Tuesday, February 06, 2007

WS-* is not SOA

I've been reading quite a lot of things recently attacking SOA as heavyweight and unwieldy, but these articles are actually attacking SOAP and various WS-* standards. The point is that these are not the same thing as SOA, in fact I tend to agree that when compared to REST, say, a lot of Web Service standards certainly look rather complex and heavyweight.

Half the problem is that various vendors jumped on Service Oriented Architecture as a way to sell products, they contributed the blurring of the term. I happen to think SOA contains some concepts that can actually really help when building distributed systems - I'd hate those ideas get thrown out with the bathwater, so to speak.

For me SOA is about a way of viewing a distributed system or integration problem, seeing things not as a series of applications to be plumbed together but rather as business units that interact by providing or consuming services.

Processing a customer order might involve a 'warehouse stock check' service, a 'credit check' service, a 'payment service' and a 'schedule delivery' service. Maybe these services all live on the same system, or 4 different systems - what's important is that there are 4 distinct services involved. By talking about these things at the service level we can verify with the business both our understanding and the value those services offer. If we jump straight into technical detail we lose the business involvement and usually end up with integration points between systems that can never be reused with all to often no one remembering why they were built. I see this happening with web services - just recreating the same old problems with new technology.

So what features would we like our services to have?

We want to be able to consume a service without being dependent on the underlying implementation (decoupling) so we can change implementations without disrupting consumers. The change in implementation might be as simple as adding a database column or as complex as replacing a whole legacy system. Exposing a database table via a web service is coupling the user of that web service to the structure of the table - it's not really a service at all, just another api straight into the database.

We want to be able to discover and use services, this implies some kind of service defintion - this doesn't need to be anything complicated, a sequence diagram and message schema will do just fine, nobody needs to start creating WSDL. Discovery can just be manually checking a web page with a list of available services on it, as relationships between business units tends to be long lived fancy automated discovery rarely (in my experience) adds much value.

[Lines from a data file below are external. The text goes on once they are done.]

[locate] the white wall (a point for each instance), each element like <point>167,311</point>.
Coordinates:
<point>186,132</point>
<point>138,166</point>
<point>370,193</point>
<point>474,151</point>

We also want to understand the quality of service we need, retrying a stock check might be fine but retrying a payment request without knowing the status of the previous attempt is probably a bad thing, customers don't like to be charged twice. We need to make a choice here, we could use guaranteed delivery for payment requests but reliable for stock check, or it could be we capture the behaviour in the semantics of the service itself i.e. with duplicate payment requests containing the same order number, say, always being rejected.

Finally we might take the 'customer order' service and offer that up as a service in it's own right, i.e. we can compose services together to create new services. Again no one needs any complex tool to do this, it could just be as simple as an application which processes customers orders (by consuming other services) offering that service up for reuse.

There is a lot more to think about but the point is no web services, no distributed transactions, no expensive orchestration engine. I was involved in building systems like this using simple messaging middleware over 6 years ago - SOA is not heavyweight and complex in of itself, many things which claim to deliver SOA are.